Triclinic apatites

Abstract

Apatites commonly adopt P63/m hexagonal symmetry. More rarely, monoclinic chemical analogues have been recognized, including the biologically significant hydroxyapatite, Ca10(PO4)6(OH)2, but the driving force towards lower symmetry has not been systematically examined. A combination of diffraction observations and ab initio calculations for Ca10(AsO4)6F2 and Ca10(VO4)6F2 show these materials are triclinic P\bar 1 apatites in which the AsO4 and VO4 tetrahedra tilt to relieve stress at the metal and metalloid sites to yield reasonable bond-valence sums. An analysis of the triclinic non-stoichiometric apatites La10 − x (GeO4)6O3 − 1.5x and Ca10(PO4)6(OH)2 − x O x/2 confirms this scheme of tetrahedral rotations, while Cd10(PO4)6F2 and Ca10(CrO4)6F2 are predicted to be isostructural.

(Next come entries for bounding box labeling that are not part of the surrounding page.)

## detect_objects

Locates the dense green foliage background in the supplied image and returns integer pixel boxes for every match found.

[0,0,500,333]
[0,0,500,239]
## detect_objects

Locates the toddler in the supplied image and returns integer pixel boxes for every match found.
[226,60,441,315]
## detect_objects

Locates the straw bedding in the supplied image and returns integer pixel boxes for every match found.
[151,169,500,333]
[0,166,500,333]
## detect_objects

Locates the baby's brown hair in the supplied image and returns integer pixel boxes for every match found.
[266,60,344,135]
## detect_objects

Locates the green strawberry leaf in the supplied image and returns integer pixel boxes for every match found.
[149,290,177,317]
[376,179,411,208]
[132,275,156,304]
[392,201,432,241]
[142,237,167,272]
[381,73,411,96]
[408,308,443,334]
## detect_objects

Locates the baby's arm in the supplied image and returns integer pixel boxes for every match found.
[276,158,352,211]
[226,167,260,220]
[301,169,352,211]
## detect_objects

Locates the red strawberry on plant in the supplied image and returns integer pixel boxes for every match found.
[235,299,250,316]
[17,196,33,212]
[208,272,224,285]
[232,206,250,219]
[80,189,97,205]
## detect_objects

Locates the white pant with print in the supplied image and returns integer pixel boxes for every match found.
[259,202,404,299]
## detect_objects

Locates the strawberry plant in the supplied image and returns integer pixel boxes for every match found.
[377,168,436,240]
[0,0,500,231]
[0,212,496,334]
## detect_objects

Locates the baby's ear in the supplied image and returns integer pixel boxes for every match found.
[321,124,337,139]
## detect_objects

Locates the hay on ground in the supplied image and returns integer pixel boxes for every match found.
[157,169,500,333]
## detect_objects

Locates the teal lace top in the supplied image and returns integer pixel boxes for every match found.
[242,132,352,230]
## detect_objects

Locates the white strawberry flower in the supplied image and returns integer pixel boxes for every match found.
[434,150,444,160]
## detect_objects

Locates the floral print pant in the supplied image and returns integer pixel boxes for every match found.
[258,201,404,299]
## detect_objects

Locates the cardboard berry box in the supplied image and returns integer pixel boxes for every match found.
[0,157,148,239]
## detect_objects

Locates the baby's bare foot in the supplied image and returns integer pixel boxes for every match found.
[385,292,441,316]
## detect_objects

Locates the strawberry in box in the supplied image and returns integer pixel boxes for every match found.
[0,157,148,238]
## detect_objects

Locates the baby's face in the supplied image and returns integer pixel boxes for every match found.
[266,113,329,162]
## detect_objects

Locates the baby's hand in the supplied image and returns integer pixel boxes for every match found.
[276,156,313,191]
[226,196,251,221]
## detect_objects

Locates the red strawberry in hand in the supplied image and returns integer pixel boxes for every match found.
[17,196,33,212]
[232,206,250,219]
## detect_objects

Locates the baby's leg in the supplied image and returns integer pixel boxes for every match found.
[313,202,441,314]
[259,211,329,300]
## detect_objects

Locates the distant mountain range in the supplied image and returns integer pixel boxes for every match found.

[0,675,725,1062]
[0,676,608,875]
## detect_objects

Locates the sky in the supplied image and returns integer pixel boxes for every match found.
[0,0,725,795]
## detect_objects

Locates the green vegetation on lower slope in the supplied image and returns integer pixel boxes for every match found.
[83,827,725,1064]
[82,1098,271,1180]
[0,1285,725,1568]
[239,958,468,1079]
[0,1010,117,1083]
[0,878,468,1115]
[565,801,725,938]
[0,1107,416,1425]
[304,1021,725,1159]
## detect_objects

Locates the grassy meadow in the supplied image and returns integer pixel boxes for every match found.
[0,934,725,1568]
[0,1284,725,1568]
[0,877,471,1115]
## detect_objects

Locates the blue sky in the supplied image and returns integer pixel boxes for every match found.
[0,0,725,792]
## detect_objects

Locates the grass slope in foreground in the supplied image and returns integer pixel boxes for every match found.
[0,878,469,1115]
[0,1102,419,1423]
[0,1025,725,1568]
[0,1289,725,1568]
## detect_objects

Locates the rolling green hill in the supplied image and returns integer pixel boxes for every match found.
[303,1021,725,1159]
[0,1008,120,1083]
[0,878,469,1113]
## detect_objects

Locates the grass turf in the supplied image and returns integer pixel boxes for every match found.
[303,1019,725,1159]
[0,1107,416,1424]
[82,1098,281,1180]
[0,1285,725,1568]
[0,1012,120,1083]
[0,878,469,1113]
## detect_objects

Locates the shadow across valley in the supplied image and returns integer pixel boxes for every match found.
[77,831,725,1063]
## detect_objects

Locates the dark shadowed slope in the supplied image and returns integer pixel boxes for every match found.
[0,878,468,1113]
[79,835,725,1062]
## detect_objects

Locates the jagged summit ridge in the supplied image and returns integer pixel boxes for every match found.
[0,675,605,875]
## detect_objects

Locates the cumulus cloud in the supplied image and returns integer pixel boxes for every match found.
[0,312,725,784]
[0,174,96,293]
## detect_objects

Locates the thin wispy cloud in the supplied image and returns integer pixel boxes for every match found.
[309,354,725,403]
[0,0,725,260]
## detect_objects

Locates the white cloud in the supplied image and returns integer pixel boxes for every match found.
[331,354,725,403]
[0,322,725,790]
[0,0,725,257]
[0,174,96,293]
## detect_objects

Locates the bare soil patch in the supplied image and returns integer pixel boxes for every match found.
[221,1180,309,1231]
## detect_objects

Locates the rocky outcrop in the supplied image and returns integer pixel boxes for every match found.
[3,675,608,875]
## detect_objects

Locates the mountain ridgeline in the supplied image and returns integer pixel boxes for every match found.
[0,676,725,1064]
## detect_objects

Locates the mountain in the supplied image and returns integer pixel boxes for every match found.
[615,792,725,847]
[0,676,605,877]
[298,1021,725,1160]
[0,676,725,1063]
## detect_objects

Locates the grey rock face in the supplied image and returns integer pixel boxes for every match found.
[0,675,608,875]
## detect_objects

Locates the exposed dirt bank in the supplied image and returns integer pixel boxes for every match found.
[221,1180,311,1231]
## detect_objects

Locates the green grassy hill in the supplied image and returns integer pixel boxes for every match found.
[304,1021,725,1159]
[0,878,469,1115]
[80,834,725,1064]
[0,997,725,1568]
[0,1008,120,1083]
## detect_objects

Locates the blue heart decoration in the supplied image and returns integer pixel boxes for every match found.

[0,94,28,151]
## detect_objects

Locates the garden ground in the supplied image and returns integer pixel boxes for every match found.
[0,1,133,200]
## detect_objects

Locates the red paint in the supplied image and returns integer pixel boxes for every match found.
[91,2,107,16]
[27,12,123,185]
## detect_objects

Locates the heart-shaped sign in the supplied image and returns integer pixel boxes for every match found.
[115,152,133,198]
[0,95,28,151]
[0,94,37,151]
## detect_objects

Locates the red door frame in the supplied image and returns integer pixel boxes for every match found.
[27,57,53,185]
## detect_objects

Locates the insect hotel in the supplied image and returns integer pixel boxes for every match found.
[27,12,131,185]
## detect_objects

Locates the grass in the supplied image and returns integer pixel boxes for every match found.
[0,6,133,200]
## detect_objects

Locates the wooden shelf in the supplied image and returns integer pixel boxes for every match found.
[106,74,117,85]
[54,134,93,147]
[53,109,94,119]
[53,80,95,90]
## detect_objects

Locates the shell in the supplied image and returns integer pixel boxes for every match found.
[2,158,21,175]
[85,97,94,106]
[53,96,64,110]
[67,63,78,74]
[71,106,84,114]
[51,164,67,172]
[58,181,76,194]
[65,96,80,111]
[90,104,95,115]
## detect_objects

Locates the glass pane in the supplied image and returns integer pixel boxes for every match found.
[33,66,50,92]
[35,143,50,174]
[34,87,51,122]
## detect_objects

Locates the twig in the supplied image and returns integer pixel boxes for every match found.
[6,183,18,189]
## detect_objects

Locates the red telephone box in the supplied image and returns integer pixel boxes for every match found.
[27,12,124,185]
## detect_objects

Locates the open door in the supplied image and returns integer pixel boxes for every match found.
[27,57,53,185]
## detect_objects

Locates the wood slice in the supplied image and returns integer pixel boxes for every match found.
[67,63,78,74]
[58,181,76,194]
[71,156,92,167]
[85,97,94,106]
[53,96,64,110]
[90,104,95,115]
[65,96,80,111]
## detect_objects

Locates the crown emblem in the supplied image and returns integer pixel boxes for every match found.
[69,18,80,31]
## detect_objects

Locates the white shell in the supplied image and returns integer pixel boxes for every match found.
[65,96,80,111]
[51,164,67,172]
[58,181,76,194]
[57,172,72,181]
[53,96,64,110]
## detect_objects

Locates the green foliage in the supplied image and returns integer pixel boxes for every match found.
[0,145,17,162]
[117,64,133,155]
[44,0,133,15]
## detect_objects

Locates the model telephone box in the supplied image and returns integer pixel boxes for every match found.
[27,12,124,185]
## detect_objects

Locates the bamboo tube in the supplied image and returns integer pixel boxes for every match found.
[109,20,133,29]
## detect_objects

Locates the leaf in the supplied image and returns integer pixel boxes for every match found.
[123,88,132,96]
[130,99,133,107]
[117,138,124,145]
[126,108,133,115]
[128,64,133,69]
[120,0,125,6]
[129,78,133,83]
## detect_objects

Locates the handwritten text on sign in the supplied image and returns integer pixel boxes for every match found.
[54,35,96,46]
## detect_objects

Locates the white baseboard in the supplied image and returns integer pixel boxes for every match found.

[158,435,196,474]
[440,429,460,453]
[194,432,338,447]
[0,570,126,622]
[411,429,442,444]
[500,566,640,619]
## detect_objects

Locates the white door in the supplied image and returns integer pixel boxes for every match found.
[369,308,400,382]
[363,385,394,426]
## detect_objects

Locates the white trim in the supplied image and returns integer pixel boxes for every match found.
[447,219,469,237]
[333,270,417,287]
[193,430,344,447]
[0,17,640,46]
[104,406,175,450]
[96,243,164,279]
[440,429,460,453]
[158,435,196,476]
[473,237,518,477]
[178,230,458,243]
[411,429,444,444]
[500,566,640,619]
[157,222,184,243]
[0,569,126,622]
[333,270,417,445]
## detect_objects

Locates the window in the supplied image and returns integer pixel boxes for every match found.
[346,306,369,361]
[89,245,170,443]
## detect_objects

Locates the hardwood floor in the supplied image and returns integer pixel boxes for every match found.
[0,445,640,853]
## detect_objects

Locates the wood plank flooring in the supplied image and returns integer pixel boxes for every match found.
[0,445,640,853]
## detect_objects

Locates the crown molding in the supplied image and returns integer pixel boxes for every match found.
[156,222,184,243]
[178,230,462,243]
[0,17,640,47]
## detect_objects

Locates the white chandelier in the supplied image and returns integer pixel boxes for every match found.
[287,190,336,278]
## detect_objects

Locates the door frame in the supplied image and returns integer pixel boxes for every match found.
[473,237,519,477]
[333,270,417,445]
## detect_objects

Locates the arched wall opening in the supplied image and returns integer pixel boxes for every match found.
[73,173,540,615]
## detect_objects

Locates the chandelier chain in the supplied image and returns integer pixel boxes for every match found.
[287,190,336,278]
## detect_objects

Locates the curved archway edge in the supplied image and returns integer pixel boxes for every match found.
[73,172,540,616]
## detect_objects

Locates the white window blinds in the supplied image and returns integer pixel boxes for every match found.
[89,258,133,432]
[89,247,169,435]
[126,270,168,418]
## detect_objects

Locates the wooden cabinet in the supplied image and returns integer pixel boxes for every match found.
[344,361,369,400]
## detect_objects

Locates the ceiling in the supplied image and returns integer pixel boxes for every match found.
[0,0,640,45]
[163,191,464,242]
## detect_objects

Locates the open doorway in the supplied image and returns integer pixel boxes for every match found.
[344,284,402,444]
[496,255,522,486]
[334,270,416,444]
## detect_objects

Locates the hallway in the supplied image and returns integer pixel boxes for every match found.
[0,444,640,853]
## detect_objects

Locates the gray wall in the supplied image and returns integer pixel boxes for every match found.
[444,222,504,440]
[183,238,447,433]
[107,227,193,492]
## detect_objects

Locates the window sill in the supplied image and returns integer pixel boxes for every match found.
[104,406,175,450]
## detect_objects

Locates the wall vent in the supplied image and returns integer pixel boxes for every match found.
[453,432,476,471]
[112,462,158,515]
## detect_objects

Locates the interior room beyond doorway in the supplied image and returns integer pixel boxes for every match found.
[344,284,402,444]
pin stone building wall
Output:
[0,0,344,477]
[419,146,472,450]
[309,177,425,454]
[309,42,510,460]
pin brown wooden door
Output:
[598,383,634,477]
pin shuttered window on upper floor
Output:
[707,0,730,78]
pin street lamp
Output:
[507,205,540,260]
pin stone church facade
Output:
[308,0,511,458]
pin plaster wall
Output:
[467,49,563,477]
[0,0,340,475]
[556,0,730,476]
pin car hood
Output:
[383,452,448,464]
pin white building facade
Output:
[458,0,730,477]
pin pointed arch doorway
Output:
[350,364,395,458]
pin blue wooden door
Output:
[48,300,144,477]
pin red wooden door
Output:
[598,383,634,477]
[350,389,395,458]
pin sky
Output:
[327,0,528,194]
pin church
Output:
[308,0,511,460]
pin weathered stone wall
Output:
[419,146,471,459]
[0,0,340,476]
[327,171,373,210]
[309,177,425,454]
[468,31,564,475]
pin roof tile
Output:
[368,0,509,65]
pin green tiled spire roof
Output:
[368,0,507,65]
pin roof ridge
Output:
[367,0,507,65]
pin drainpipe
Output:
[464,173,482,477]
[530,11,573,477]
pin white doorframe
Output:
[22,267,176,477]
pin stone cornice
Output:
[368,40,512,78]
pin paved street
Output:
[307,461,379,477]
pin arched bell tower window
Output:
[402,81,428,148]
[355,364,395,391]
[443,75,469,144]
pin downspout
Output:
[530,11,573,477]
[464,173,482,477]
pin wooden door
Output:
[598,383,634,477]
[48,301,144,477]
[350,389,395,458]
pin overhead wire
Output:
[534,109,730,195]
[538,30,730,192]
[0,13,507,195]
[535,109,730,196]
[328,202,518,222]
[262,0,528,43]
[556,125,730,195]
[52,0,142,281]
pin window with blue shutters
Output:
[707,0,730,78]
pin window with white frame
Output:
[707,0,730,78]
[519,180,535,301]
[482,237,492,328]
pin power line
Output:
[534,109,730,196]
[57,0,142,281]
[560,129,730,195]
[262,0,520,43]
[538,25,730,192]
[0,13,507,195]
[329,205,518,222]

These distortions are in contrast to the better known P1121/b monoclinic dimorphs of chloroapatite and hydroxyapatite, where the impetus for symmetry reduction is ordered anion (OH− and Cl−) displacements which are necessary to obtain acceptable bond lengths. These results are important for designing apatites with specific structural and crystal-chemical characteristics.